Nous avons prévu un système de lissage pour faire en sorte que les travailleurs indépendants gagnant jusqu'à 1,5 fois le SMIC soient gagnants. Quelque 80 % des travailleurs indépendants – artisans, commerçants, exploitants agricoles – pourront bénéficier de cette baisse de cotisations maladie, être accompagnés et mieux protégés de l'inflation. Soulignons que cette exonération sera intégralement compensée à la sécurité sociale par l'État. Ce point fait partie des discussions, des interrogations qui ont pu naître à l'occasion de l'examen du texte en commission.
Troisième mesure proposée dans le champ du travail et de l'emploi : la revalorisation des minima de branche et donc des conventions collectives. Nous proposons une mesure pour inciter les branches professionnelles à maintenir des minima conventionnels au moins au niveau du SMIC. En réponse aux inquiétudes que j'ai entendu s'exprimer en commission des affaires sociales, je peux vous assurer de l'engagement plein et entier du Gouvernement à mettre en œuvre les dispositions que nous vous proposons d'adopter. Il y a une dizaine de jours, j'ai réuni le comité de suivi des négociations salariales de branche – le précédent avait été présidé par Élisabeth Borne, alors ministre du travail, de l'emploi et de l'insertion – pour accompagner l'ensemble des secteurs concernés.
Sur cette question de justice sociale, nous proposons donc de créer dans la loi un nouveau critère de restructuration de branches, qui permettrait au Gouvernement de procéder d'office à la restructuration de certaines branches, dès lors que l'une d'entre elles affiche durablement des minima inférieurs au SMIC.

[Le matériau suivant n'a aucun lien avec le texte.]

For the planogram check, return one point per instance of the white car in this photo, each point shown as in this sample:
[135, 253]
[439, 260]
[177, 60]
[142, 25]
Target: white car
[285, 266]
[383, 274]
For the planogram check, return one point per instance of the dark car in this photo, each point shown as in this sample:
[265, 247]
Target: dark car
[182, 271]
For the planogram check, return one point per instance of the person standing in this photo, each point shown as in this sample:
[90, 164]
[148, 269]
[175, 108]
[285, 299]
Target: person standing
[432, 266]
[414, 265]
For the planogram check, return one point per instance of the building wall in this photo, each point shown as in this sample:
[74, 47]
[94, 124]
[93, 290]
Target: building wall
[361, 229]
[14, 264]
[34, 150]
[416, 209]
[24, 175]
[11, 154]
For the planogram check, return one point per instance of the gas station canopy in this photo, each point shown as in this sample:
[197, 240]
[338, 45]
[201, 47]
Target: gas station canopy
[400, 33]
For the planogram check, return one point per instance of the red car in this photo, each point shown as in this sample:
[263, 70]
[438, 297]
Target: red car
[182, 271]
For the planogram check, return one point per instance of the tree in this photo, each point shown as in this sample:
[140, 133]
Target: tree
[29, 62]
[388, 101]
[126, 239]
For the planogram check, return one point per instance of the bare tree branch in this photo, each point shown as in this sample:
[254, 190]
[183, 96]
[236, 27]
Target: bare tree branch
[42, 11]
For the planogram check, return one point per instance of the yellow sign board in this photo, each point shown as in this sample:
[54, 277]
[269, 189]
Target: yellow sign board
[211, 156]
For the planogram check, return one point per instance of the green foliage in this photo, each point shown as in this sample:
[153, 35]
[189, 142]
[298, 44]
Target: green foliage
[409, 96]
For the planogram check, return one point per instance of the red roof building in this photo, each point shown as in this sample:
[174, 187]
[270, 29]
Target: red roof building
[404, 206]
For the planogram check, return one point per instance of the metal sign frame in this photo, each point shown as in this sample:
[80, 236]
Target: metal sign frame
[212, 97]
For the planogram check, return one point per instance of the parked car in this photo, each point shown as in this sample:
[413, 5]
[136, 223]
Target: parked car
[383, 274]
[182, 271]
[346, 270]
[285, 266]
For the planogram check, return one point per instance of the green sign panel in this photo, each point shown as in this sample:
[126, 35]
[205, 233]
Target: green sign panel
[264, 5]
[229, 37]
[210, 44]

Il est plusieurs écueils que nous devons éviter à l'occasion de l'examen de ces dispositions. Le premier consisterait à poser le principe selon lequel le problème concernerait tous les secteurs. Tel n'est pas le cas : pour la plupart des branches, cette difficulté est transitoire. Elle est liée aux trois revalorisations du SMIC qui sont intervenues en neuf mois – des revalorisations indispensables pour préserver le pouvoir d'achat, mais qui, en raison des délais normaux de négociation, ont conduit de très nombreuses branches à se trouver provisoirement en situation de non-conformité.
Pour illustrer mon propos, je précise qu'après la revalorisation du SMIC intervenue le 1er mai dernier, 145 des 171 principales branches observées par la direction générale du travail (DGT) présentaient au moins un niveau de rémunération inférieur au SMIC. À l'heure où je m'exprime, moins de cent branches se trouvent toujours dans cette situation et la quasi-totalité d'entre elles ont ouvert des négociations pour se mettre en conformité.